左/人工妊娠中絶同意書 右/アイドル雑誌掲載の直筆文字
ところが、このスキャンダルはほとんど一般に知られることはなかった。テレビのワイドショーやスポーツ紙、雑誌に至るまで完全黙殺で、後追いで報じたのはわずかに東京スポーツ一紙のみだった。周知のように芸能マスコミにとってジャニーズスキャンダルはもともとタブー。それに加えて当時のSMAPは、まさに「国民的」といえる人気を維持しており、中居も97、98年と2年連続でNHK紅白歌合戦の司会を務めるなど絶好調だった。
この記事が出た後、ジャニーズから「あの告白はすべてファンの妄想」という通達がなされたため、取材や利権配分から干される事をおそれた各メディアはそれをうのみにしてガセ記事として片付けてしまったのである。

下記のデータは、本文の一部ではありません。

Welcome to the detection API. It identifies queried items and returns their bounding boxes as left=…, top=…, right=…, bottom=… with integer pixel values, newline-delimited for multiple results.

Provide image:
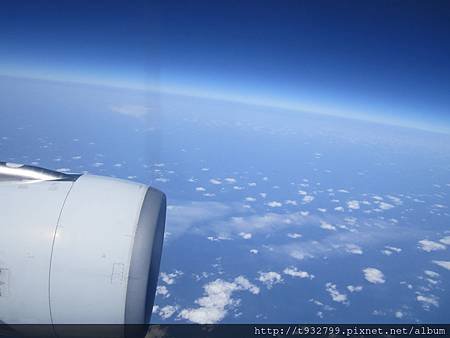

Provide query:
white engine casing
left=0, top=163, right=166, bottom=326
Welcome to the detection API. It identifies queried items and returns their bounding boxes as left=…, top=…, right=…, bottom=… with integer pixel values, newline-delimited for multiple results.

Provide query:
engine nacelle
left=0, top=162, right=166, bottom=326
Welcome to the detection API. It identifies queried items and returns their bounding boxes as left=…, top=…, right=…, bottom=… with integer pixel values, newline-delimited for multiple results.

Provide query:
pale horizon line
left=1, top=70, right=449, bottom=136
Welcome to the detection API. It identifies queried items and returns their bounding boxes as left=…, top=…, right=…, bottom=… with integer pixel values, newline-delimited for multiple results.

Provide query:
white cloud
left=195, top=187, right=206, bottom=192
left=310, top=299, right=335, bottom=313
left=245, top=197, right=256, bottom=202
left=418, top=240, right=446, bottom=252
left=378, top=202, right=394, bottom=210
left=347, top=285, right=363, bottom=293
left=159, top=305, right=177, bottom=319
left=287, top=233, right=302, bottom=239
left=325, top=283, right=348, bottom=304
left=283, top=267, right=314, bottom=279
left=302, top=195, right=315, bottom=203
left=239, top=232, right=252, bottom=239
left=344, top=216, right=357, bottom=225
left=258, top=271, right=283, bottom=289
left=424, top=270, right=440, bottom=278
left=207, top=235, right=230, bottom=241
left=170, top=201, right=416, bottom=269
left=417, top=295, right=439, bottom=309
left=160, top=270, right=183, bottom=285
left=382, top=245, right=402, bottom=256
left=223, top=211, right=310, bottom=234
left=432, top=204, right=446, bottom=209
left=433, top=260, right=450, bottom=270
left=209, top=179, right=222, bottom=185
left=193, top=271, right=212, bottom=282
left=347, top=200, right=360, bottom=210
left=334, top=206, right=344, bottom=212
left=250, top=249, right=258, bottom=254
left=285, top=200, right=298, bottom=206
left=225, top=177, right=236, bottom=183
left=395, top=311, right=404, bottom=319
left=156, top=285, right=170, bottom=298
left=439, top=236, right=450, bottom=245
left=345, top=244, right=363, bottom=255
left=178, top=276, right=259, bottom=324
left=234, top=276, right=260, bottom=295
left=289, top=249, right=312, bottom=260
left=363, top=268, right=385, bottom=284
left=272, top=214, right=414, bottom=263
left=426, top=278, right=438, bottom=285
left=166, top=201, right=231, bottom=237
left=385, top=245, right=402, bottom=253
left=320, top=221, right=336, bottom=231
left=267, top=201, right=282, bottom=208
left=386, top=195, right=402, bottom=205
left=111, top=104, right=151, bottom=118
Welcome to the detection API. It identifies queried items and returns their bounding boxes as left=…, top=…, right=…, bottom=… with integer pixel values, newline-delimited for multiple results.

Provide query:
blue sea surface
left=1, top=76, right=449, bottom=323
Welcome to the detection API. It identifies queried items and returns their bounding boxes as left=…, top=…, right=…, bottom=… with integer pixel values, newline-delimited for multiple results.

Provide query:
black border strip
left=1, top=324, right=449, bottom=338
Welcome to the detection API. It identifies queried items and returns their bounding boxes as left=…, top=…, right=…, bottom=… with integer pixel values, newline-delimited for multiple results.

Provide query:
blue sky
left=1, top=0, right=450, bottom=131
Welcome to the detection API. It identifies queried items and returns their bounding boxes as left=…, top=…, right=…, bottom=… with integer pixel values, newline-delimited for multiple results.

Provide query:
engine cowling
left=0, top=162, right=166, bottom=327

そこで、「噂の真相」は翌月、追撃をする。告白した女性は中絶した後、中居クンにその不実な対応をなじる電話をかけ、テープに録音していたのだが、その音声をそのままウェブで公開したのである。
テープは「あまりにもなんか冷たいというか。もともといらない子供だったんだからそういうふうにやったってなんとも思わないのかもしれないけど」と迫る彼女に対して、中居クンが「一人の女性を傷つけた訳だし、おれも傷ついてるよ」と言い訳を繰り返すかなり生々しいものだが、その声や話し方はまさに中居クンのそれだった。

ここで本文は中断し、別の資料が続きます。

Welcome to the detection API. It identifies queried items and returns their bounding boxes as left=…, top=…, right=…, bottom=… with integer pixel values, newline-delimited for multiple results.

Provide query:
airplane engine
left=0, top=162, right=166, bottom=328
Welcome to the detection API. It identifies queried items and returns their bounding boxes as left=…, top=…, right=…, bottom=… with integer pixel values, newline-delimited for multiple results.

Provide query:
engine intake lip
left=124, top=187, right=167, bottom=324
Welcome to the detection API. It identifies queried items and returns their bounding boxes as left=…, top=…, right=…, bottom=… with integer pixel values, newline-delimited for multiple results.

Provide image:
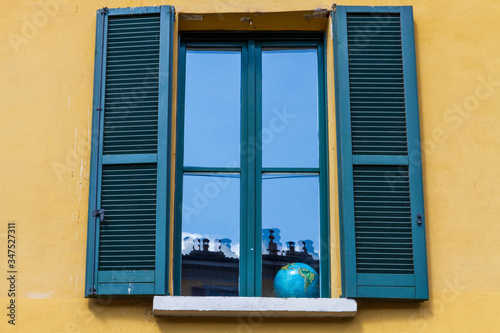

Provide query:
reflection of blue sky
left=262, top=49, right=319, bottom=168
left=181, top=48, right=321, bottom=261
left=262, top=176, right=320, bottom=259
left=182, top=175, right=240, bottom=257
left=184, top=50, right=241, bottom=168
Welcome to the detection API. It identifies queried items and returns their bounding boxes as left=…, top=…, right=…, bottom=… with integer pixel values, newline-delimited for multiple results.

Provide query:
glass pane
left=184, top=49, right=241, bottom=168
left=181, top=174, right=240, bottom=296
left=261, top=175, right=320, bottom=297
left=261, top=49, right=319, bottom=168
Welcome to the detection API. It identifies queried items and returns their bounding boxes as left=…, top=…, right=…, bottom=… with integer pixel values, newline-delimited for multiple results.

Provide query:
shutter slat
left=98, top=164, right=157, bottom=271
left=353, top=166, right=414, bottom=274
left=347, top=12, right=408, bottom=156
left=103, top=15, right=161, bottom=156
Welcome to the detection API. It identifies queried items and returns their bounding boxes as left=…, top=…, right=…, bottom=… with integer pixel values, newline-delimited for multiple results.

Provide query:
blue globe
left=273, top=262, right=319, bottom=298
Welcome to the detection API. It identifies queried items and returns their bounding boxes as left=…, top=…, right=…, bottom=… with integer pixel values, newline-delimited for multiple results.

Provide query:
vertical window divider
left=254, top=41, right=263, bottom=297
left=243, top=40, right=258, bottom=296
left=240, top=41, right=250, bottom=296
left=318, top=39, right=331, bottom=298
left=173, top=41, right=187, bottom=296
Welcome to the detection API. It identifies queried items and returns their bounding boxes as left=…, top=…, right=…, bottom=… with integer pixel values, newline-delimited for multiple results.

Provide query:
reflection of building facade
left=181, top=229, right=319, bottom=296
left=181, top=237, right=239, bottom=296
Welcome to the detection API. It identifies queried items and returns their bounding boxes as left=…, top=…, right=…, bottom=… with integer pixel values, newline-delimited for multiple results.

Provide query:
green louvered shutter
left=334, top=6, right=428, bottom=300
left=85, top=6, right=174, bottom=297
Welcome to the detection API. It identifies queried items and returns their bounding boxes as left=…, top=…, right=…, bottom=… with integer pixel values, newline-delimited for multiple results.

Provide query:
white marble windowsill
left=153, top=296, right=357, bottom=318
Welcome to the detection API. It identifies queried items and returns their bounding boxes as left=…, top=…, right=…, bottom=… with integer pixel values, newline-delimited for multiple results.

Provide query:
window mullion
left=239, top=41, right=250, bottom=296
left=317, top=40, right=330, bottom=298
left=254, top=41, right=263, bottom=297
left=173, top=41, right=187, bottom=296
left=241, top=39, right=259, bottom=297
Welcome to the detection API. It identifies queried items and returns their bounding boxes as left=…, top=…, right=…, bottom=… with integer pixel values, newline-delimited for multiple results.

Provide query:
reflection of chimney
left=194, top=238, right=201, bottom=251
left=287, top=241, right=295, bottom=253
left=300, top=241, right=307, bottom=254
left=202, top=238, right=210, bottom=252
left=268, top=230, right=278, bottom=255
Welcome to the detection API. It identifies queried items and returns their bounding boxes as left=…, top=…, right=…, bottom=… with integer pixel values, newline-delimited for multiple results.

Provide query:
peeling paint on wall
left=25, top=292, right=54, bottom=299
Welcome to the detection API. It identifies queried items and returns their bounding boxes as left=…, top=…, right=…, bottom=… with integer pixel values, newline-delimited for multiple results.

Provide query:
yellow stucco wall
left=1, top=0, right=500, bottom=331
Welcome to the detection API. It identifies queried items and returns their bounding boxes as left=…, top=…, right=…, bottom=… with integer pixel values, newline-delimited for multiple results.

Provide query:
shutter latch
left=92, top=209, right=105, bottom=222
left=416, top=213, right=422, bottom=225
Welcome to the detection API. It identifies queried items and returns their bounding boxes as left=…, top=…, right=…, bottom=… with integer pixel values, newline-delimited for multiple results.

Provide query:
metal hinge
left=89, top=287, right=97, bottom=295
left=92, top=209, right=105, bottom=222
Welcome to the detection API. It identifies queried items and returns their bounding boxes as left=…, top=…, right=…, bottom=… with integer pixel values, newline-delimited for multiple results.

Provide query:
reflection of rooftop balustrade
left=181, top=229, right=320, bottom=296
left=182, top=229, right=318, bottom=260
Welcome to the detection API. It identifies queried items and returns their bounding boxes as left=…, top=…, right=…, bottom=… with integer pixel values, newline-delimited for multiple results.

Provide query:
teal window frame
left=174, top=33, right=331, bottom=297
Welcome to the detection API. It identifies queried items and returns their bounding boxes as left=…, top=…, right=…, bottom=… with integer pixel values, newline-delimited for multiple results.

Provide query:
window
left=85, top=5, right=428, bottom=302
left=174, top=34, right=329, bottom=297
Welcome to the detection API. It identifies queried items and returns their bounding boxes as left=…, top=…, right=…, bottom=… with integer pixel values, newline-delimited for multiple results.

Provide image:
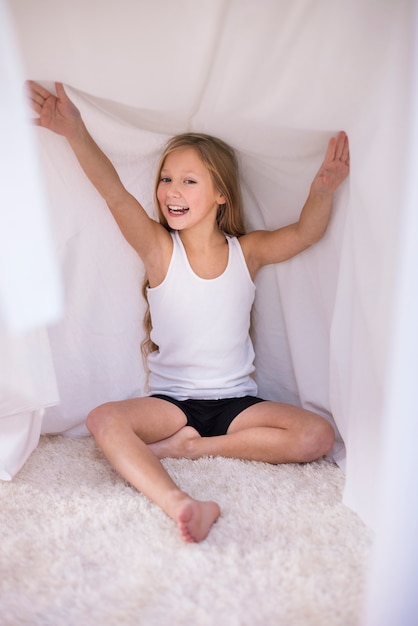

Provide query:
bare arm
left=241, top=132, right=350, bottom=277
left=26, top=81, right=170, bottom=271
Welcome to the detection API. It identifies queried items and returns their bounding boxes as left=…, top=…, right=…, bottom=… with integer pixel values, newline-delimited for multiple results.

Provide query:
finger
left=335, top=131, right=347, bottom=161
left=29, top=101, right=42, bottom=116
left=55, top=81, right=69, bottom=101
left=26, top=80, right=52, bottom=101
left=340, top=134, right=350, bottom=165
left=25, top=91, right=43, bottom=114
left=30, top=91, right=46, bottom=110
left=323, top=136, right=337, bottom=164
left=25, top=80, right=53, bottom=115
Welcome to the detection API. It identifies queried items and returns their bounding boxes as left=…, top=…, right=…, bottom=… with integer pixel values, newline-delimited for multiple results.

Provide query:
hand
left=26, top=81, right=82, bottom=138
left=311, top=131, right=350, bottom=195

だが、それでも大手芸能マスコミが動くことはなかった。しかも、ジャニーズ事務所は「噂の真相」に対して訴訟や抗議といったアクションを一切起こしてこなかった。マスコミを押さえた上で完全黙殺することで事態の沈静化に成功したのである。
残念ながら、この状況は現在もほとんど変わっていないようだ。ジャニーズのスキャンダルを扱える大手メディアは「週刊文春」「週刊女性」「東京スポーツ」など、依然として数えるほどしか存在していない。とくにハードなネタを報道できるのは「週刊文春」一誌のみといっていいだろう。そう考えると、今回の森田のスキャンダルも、おそらくは中居クンの記事と同様、大手メディアでは完全黙殺されることになりそうだ。
弱小事務所所属の塩谷瞬のようなタレントは些細なゴシップでも集中砲火を浴びて、芸能生命を断たれるくらいに追いつめられるのに、ジャニーズのタレントは女性を妊娠・中絶させてもなんの批判も受けない。しかも、この状況に多くのメディアがなんの疑問も持たず、不公平をさらにエスカレートさせている。芸能界というのはつくづく異様な場所だといわざるをえない。